In [75]:
import pandas as pd
import numpy as np
from sklearn.linear_model import LinearRegression
from sklearn.metrics import mean_squared_error, r2_score

df_hou = pd.read_csv('Housing.csv')

def get_numeric(df):
    return df.select_dtypes(include=[np.number]).columns.tolist()

def fill_missing(df, strat):
    df0 = df.copy()
    for c in get_numeric(df0):
        if strat == 'zero':
            df0[c].fillna(0, inplace=True)
        elif strat == 'mean':
            df0[c].fillna(df0[c].mean(), inplace=True)
        elif strat == 'median':
            df0[c].fillna(df0[c].median(), inplace=True)
    return df0

def minmax_scale(arr):
    return (arr - arr.min()) / (arr.max() - arr.min())

def standard_scale(arr):
    return (arr - arr.mean()) / arr.std()

def scale_df(df, method):
    df0 = df.copy()
    for c in get_numeric(df0):
        if method == 'minmax':
            df0[c] = minmax_scale(df0[c])
        elif method == 'standard':
            df0[c] = standard_scale(df0[c])
    return df0

def remove_outliers(df):
    df0 = df.copy()
    for c in get_numeric(df0):
        Q1, Q3 = df0[c].quantile([0.25, 0.75])
        IQR = Q3 - Q1
        mask = ~((df0[c] < Q1 - 1.5 * IQR) | (df0[c] > Q3 + 1.5 * IQR))
        df0 = df0.loc[mask]
    return df0


def evaluate(df, target_col):
    features = [c for c in get_numeric(df) if c != target_col]
    variants = {}
    for strat in ['zero', 'mean', 'median']:
        filled = fill_missing(df, strat)
        for scale in ['minmax', 'standard']:
            name = f"{strat}_{scale}"
            scaled = scale_df(filled, scale)
            variants[name] = scaled
            variants[name + '_no_out'] = remove_outliers(scaled)
    rows = []
    for name, dfv in variants.items():
        if dfv.shape[0] < 10:
            continue
        X = dfv[features].values
        y = dfv[target_col].values
        m = LinearRegression().fit(X, y)
        ypred = m.predict(X)
        rows.append((name, dfv.shape[0],
                     mean_squared_error(y, ypred),
                     r2_score(y, ypred)))

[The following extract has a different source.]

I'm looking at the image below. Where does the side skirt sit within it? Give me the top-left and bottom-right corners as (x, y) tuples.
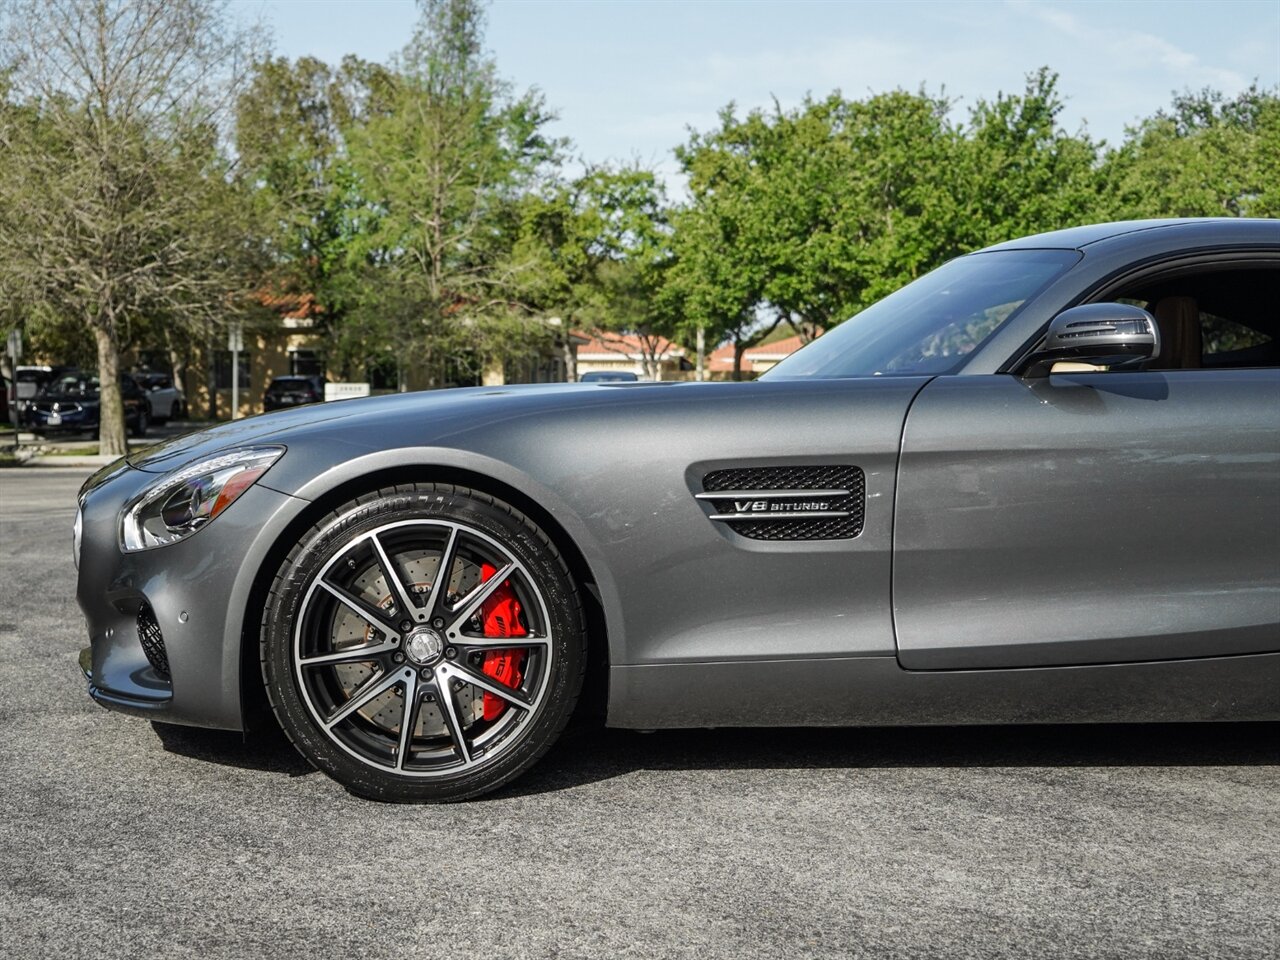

    return pd.DataFrame(rows, columns=['Variant','N','MSE','R2']) \
             .sort_values('R2', ascending=False) \
             .reset_index(drop=True)

target_col = 'price'   
housing_results = evaluate(df_hou, target_col)
print("Housing preprocessing results:")
print(housing_results.to_string(index=False))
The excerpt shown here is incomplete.